The Cloudultra stood out to us as a unique shoe, but ironically it wasn’t a cloud-like feel that set it apart. In fact, it actually felt rather firm underfoot, and in a blind test we’d be hard-pressed to tell the difference between the CloudTec technology and any other shoe. The biggest differences came from the sock-like upper, which felt sleek and close-fitting (and is undeniably good-looking) but was hard to get into and resulted in some pressure points on the top of our foot. In the end, it’s worth considering sizing up a half size, and be sure to give yourself ample time for break-in (read: don’t tackle 17 miles right away like we did). On shoes are expensive and known for one major and inherent downfall—rocks get stuck in the large grooves of their soles—but they exude quality and are well worth a look.

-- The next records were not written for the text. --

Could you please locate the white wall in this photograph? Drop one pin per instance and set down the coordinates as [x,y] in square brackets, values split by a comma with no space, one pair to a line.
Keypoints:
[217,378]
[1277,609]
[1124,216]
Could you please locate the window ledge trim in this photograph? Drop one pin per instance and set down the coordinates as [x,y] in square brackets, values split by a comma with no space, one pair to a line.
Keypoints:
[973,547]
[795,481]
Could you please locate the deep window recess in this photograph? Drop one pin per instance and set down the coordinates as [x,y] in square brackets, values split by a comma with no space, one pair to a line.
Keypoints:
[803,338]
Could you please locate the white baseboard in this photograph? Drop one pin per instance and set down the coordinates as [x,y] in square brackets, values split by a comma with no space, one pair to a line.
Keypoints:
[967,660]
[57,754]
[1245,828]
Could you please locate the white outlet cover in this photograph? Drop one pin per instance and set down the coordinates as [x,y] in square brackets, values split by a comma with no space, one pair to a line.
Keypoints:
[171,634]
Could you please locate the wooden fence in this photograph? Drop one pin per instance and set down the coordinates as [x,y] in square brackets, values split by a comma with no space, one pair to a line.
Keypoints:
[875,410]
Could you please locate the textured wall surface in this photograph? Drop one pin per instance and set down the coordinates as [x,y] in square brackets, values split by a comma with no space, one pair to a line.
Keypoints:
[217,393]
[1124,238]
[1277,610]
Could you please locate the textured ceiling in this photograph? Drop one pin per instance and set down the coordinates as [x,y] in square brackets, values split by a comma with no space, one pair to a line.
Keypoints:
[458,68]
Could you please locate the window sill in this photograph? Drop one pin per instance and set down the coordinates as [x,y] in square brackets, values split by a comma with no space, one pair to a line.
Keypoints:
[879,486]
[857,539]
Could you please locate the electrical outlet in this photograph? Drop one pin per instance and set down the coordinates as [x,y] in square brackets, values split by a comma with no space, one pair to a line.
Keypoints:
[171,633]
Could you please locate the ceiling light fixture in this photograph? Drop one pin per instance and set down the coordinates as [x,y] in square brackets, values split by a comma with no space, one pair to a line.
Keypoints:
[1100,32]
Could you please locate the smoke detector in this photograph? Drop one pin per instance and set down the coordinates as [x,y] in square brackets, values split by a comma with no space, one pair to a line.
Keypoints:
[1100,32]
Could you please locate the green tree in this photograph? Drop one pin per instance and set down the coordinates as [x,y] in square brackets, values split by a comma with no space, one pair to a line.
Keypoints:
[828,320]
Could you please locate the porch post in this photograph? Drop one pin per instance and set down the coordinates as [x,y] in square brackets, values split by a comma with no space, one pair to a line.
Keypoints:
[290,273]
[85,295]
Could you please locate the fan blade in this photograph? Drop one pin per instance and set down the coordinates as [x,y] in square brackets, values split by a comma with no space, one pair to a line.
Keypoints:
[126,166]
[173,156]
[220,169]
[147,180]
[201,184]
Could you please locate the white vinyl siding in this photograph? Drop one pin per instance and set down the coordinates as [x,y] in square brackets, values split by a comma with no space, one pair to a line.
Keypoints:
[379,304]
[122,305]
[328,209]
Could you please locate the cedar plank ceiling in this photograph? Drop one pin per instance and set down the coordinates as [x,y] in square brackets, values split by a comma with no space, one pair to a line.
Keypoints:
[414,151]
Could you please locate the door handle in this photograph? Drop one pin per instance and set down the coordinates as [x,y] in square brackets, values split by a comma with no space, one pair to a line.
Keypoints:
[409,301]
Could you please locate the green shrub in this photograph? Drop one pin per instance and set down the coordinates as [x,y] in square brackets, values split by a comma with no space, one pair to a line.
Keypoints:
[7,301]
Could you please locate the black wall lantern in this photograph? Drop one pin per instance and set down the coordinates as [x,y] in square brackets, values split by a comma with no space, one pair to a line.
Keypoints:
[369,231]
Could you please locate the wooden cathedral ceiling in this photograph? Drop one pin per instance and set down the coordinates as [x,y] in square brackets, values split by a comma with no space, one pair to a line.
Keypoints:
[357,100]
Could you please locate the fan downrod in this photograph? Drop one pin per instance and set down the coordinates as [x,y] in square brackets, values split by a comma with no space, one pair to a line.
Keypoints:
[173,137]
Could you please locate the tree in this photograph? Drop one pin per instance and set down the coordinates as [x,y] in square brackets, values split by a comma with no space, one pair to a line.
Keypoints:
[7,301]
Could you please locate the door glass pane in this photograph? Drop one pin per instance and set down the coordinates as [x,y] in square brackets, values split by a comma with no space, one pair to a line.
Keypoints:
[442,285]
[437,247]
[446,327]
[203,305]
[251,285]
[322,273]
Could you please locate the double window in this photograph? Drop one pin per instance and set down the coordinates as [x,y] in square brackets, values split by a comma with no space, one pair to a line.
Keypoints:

18. Arc’teryx Norvan SL 2 ($160)
Weight: 12 oz.
What we like: Exceptionally lightweight and responsive; great on technical terrain.
What we don’t: Narrow, minimal protection, lacks support for long-distance runs.
A lot of runners are turning to max-cushioned shoes for their extra comfort and shock absorption, but trimmed-down models still have their appeal. For short trail races, Vertical Kilometer events, or technical runs, you’ll want a shoe that is light on your feet and prioritizes ground feel. Arc’teryx’s Norvan SL 2 is a strong entry in this category, with the lowest weight here (by a large margin) and notably less cushioning than most (19mm at the heel). And it’s not just light and nimble: with a Vibram Megagrip sole and snug, approach-shoe-like fit, the SL 2 offers exceptional grip and performance on rock (no surprise, considering Arc’teryx’s dominance in the climbing market). The shoe even features a cutout on the inside heel to accommodate a carabiner.
The Norvan SL 2 shares a lot of characteristics with the La Sportiva Bushido above, including minimal cushioning and a solid rubber sole. But at just 12 ounces for the pair, the Arc’teryx is on another level in terms of weight, giving it much more credence as a shorter-distance, race-ready shoe (the downside is less protection and stability overall). We have had some issues with the mesh upper: The thin build doesn’t do much to keep out dust and dirt, and it lacks the locked down feel you get with more robust, cushioned uppers. Keep in mind that Arc’teryx shoes have a tendency to run narrow, and this is particularly true for the streamlined SL 2.